Courages Sports Ground
- Interactive map of Courages Sports Ground

Ground information
- Location: Reading, Berkshire
- Country: England
- Coordinates: 51°26′43″N 0°59′36″W﻿ / ﻿51.4454°N 0.9932°W
- Establishment: c. 1961

Team information
| Berkshire | (1975–1986) |

= Courages Sports Ground =

Sports and cricket ground in Berkshire, England

Courages Sports Ground was a sports and cricket ground in Coley Park suburb of the town of Reading, Berkshire, England. The ground belonged to the Courage Brewery in the town, and was principally provided for the sport and recreation of the brewery staff. It was located south of Berkeley Avenue, which is a part of the A4 road, and was bordered to the west by the Reading to Taunton railway, to the north and east by housing, and to the south by the grounds of Coley House, occupied since the Second World War by the Ministry of Agriculture.

Established prior to 1961, the first cricket match recorded at the ground is in 1964 when Courages Cricket Club played Calmore Sports. Berkshire first played at the ground in the 1975 Minor Counties Championship against Wiltshire. Berkshire played seven further Minor Counties Championship matches at the ground, the last of which came against Wiltshire in 1983. Two MCCA Knockout Trophy matches were played there in 1984 between Berkshire and Buckinghamshire. The first match ended in no result, with the second match won by Berkshire a replay.

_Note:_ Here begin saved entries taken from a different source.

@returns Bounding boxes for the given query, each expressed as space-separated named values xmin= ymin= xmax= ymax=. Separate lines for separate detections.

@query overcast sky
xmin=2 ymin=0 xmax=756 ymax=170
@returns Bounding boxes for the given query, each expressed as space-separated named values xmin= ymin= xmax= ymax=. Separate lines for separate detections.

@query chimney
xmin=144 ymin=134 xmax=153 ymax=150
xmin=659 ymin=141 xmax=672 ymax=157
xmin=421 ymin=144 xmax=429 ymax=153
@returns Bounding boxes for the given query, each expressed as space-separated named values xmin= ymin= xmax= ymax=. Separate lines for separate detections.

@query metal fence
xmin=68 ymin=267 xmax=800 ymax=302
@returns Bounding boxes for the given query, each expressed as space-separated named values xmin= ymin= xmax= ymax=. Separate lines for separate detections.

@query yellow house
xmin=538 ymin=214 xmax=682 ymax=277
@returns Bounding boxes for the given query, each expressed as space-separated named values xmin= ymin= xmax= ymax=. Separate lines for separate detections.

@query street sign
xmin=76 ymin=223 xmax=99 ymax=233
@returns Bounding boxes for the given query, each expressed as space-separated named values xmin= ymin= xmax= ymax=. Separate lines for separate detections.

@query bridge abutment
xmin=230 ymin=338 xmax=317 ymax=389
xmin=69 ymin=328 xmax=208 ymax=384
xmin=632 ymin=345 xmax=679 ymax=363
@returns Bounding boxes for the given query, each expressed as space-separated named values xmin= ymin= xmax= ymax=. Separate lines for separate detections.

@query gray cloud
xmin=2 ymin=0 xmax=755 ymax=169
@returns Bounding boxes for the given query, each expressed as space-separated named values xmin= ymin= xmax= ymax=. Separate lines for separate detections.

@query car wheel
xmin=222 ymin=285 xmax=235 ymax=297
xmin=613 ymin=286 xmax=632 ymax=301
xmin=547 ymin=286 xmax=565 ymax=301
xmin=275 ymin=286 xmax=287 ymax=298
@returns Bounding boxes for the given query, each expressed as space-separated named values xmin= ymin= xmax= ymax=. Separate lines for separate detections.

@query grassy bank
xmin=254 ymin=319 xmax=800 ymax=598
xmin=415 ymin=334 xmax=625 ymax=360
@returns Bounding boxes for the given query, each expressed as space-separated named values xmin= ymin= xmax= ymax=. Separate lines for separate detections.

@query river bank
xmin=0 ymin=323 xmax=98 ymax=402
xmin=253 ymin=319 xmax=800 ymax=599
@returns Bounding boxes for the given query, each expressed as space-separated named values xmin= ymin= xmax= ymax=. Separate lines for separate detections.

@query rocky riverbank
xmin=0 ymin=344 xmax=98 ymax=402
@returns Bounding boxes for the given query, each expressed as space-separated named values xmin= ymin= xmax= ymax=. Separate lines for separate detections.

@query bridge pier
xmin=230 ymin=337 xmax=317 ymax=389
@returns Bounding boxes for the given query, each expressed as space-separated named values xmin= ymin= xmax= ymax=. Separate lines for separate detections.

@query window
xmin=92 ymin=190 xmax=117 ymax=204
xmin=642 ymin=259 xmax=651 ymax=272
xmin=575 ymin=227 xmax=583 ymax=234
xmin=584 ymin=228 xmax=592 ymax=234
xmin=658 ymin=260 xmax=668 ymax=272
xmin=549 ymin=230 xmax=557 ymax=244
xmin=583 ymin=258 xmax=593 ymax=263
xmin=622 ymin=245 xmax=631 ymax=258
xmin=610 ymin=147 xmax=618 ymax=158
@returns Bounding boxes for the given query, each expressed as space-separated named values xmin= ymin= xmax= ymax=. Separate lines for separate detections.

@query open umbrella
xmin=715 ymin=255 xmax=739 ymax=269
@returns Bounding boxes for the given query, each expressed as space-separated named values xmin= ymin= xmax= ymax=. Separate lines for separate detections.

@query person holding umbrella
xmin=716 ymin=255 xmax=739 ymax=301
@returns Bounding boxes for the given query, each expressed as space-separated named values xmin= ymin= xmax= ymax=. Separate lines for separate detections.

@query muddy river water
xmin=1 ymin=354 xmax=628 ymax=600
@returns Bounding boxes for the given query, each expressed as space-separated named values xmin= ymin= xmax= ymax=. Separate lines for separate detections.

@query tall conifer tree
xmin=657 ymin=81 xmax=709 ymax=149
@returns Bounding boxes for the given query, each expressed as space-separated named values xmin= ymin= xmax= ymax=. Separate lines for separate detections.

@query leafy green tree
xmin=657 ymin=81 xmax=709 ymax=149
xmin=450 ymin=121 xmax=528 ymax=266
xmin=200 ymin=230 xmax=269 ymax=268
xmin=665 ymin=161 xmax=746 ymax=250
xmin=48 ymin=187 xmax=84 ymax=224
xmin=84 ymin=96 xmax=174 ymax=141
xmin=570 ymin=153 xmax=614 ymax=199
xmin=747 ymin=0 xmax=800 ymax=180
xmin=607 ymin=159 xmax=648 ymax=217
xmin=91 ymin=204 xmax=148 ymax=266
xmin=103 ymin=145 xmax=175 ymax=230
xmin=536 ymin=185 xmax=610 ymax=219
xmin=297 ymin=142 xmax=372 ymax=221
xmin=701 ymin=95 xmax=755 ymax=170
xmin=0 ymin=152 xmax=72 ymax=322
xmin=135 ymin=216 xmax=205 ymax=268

A single List A match was played there in the 1986 NatWest Trophy between Berkshire and Gloucestershire. Gloucestershire batted first and made 249/9 from their sixty overs, with Andy Stovold top scoring in the innings with 58, while Peter Lewington's 3/23 were the best bowling figures of the innings. Berkshire were dismissed for 129 to lose the match by 120 runs, with Mark Simmons' 26 the top score in Berkshire's innings, while David Lawrence took figures of 4/36. This was the last time Berkshire played at the ground, with the final recorded match to be played there coming in 1990.

The ground was sold for residential development soon after the last game, with two roads on the new estate named after the cricketers Ken Barrington and Gordon Greenidge. A small southern portion of the ground wasn't built on, and has since been joined with part of the former Ministry of Agriculture site to form a new public park known as Courage Park.